📜 ⬆️ ⬇️

Who is aggregated by Meduza?

Hegel believed that society becomes modern when news replaces religion.
The News: A User's Manual, Alain de Botton

Read all the news has become extremely impossible. And it's not just that Stephen Bushemi writes them in between bowling with Lebowski, but rather that there are too many of them. Here news aggregators come to the rescue and the question naturally arises: who and how do they aggregate?


Noticing a couple of interesting articles on Habré about the API and data collection of the popular Meduza news site, I decided to uncover the Perseus shield and continue the glorious affair. Meduza monitors a variety of different news sites, and today we will understand which sources prevail in it, whether they can be grouped intelligently and whether there is a core here that forms the backbone of the news feed.
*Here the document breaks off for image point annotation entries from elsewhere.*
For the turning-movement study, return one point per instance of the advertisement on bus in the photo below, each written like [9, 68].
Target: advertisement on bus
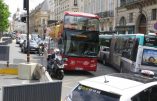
[149, 57]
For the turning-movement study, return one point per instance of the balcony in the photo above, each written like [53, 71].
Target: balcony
[131, 4]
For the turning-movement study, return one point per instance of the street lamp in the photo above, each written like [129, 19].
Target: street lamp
[26, 7]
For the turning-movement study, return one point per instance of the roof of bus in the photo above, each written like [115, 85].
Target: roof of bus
[81, 14]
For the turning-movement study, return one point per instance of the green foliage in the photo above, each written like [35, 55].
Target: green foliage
[4, 15]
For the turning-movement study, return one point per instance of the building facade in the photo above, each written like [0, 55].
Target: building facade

A brief definition of what Meduza is:


"Remember how stupid people all the time called the" Tape "? They said that "Tape" - aggregator. And let’s make an aggregator ”( Forbes interview )


(this is not just KDPV, but the top 35 media by the number of news items listed as sources on the Meduza website, including its own)


We concretize and formalize the questions:



In other words, can we select a small number of sources that sufficiently cover the entire news feed?



Simply put, can we cluster sources into meaningful groups?



General parameters here are values ​​such as the amount of news in time.


What is the source?


Each news item on the site has a specified source, marked as an example in red below.





This parameter will be of particular interest to us today. For the analysis, we need to collect meta-data on all the news. To do this, Meduza has an internal API that can be used for its needs - the query below will return the 10 latest Russian-language news:


https://meduza.io/api/v3/search?chrono=news&page=0&per_page=10&locale=ru


Based on this Habra article with a brief description of the API and similar requests, we get the code for downloading data


Parsim and download posts from Meduza.io through their API
 import requests import json import time from tqdm import tqdm stream = 'https://meduza.io/api/v3/search?chrono=news&page={page}&per_page=30&locale=ru' social = 'https://meduza.io/api/v3/social' user_agent = 'Mozilla/5.0 (Windows NT 6.1; WOW64) AppleWebKit/537.36 (KHTML, like Gecko) Chrome/47.0.3411.123 YaBrowser/16.2.0.2314 Safari/537.36' headers = {'User-Agent' : user_agent } def get_page_data(page): #   ans = requests.get(stream.format(page = page), headers=headers).json() #     ans_social = requests.get(social, params = {'links' : json.dumps(ans['collection'])}, headers=headers).json() documents = ans['documents'] for url, data in documents.items(): try: data['social'] = ans_social[url]['stats'] except KeyError: continue with open('dump/page{pagenum:03d}_{timestamp}.json'.format(pagenum = page, timestamp = int(time.time())), 'w', encoding='utf-8') as f: json.dump(documents, f, indent=2) for i in tqdm(range(25000)): get_page_data(i) 

An example of what the data looks like to study:


An example of the meta data of one of the news items
 affiliate NaN authors [] bg_image NaN chapters_count NaN chat NaN document_type news document_urls NaN full False full_width False fun_type NaN hide_header NaN image NaN keywords NaN layout_url NaN live_on NaN locale ru modified_at NaN one_picture NaN prefs NaN pub_date 2015-10-23 00:00:00 published_at 1445601270 pushed False second_title NaN share_message NaN social {'tw': 0, 'vk': 148, 'reactions': 0, 'fb': 4} source  sponsored NaN sponsored_card NaN table_of_contents NaN tag {'name': '', 'path': ''} thesis NaN title       topic NaN updated_at NaN url news/2015/10/23/rostrud-ob-yavil-o-prekraschen... version 2 vk_share_image /image/share_images/16851_vk.png?1445601291 webview_url NaN with_banners True fb 4 reactions 0 tw 0 vk 148 trust 3 Name: news/2015/10/23/rostrud-ob-yavil-o-prekraschenii-rosta-bezrabotitsy, dtype: object 

Data for the article was collected in mid-July 2016 and available here {git}.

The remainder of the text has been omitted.